Morgan was not shown to have known of the 1990 DPPC report. This obviates any issue concerning whether that report, if Morgan had known about it, should have triggered further inquiry, or a different placement decision, or greater supervision or security (as to any of which, expert testimony would be required).

The testimony of the plaintiffs sister, that the plaintiff felt scared and unsupervised and that she complained to Morgan about it before the assaults, would establish notice to Morgan, but does not fill the gap in the evidence pertaining to the standard of care.

Taken as a whole, then, and viewed in the light most favorable to the plaintiff, the evidence would not warrant submission of the case to a jury on the issue of Morgan’s negligence.

ORDER

For the foregoing reasons, summary judgment is to enter for the defendant, dismissing the Complaint.
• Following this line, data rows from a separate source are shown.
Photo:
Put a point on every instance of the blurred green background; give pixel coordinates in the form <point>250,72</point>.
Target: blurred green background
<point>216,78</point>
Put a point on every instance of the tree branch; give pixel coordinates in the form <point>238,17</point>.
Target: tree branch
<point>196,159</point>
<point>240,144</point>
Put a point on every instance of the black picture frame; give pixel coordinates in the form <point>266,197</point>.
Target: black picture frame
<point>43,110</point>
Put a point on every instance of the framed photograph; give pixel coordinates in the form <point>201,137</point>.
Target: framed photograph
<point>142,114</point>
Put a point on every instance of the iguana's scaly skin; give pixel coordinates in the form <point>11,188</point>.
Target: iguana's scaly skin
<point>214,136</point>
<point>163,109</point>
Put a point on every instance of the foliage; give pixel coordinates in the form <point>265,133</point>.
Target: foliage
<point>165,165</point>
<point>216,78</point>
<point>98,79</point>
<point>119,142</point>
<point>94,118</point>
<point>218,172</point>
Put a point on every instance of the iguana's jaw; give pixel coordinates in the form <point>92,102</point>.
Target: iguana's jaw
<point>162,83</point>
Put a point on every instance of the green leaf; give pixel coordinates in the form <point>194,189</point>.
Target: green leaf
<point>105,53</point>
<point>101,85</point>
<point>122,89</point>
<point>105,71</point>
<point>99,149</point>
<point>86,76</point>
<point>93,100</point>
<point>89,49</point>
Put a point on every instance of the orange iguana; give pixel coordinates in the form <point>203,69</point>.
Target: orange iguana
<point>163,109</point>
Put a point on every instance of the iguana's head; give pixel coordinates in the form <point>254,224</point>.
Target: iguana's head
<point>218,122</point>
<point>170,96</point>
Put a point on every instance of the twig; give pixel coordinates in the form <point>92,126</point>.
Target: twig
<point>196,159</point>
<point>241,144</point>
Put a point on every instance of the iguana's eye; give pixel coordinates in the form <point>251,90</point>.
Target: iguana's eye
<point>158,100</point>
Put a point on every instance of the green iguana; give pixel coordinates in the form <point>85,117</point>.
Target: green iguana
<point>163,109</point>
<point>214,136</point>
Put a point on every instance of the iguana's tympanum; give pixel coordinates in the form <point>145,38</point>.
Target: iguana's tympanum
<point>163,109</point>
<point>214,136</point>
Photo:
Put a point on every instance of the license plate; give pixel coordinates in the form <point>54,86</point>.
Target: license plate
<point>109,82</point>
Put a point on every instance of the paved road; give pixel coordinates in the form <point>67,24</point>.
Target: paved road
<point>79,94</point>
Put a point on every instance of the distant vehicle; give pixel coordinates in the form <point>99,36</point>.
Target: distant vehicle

Dr. Kelly was not disclosed as a potential expert, either in the Joint Pretrial Memorandum filed on December 12, 2000, nor (it is represented) in answers to interrogatories. It appears that the first mention of him as a potential witness in this case is in plaintiffs counsel’s affidavit, served on August 21 and filed on September 12, 2002 as part of the opposition to this summary judgment motion. At that time, trial was set for October 15, 2002. The totality of the disclosure is as quoted in the body. There is no disclosure of Dr. Kelly’s qualifications (concerning which, however, I would take'judicial notice), or of the basis of his opinions. Most seriously: Dr. Kelly’s familiarity with Rash appears to result from services rendered in connection with prior court proceedings, in the course of which he apparently performed a competency evaluation. There is no indication whatever that Dr. Kelly is familiar with, or could base a standard-of-care opinion upon, what Morgan knew or should have known about Rash at the time it accepted him, or at the time of the assault.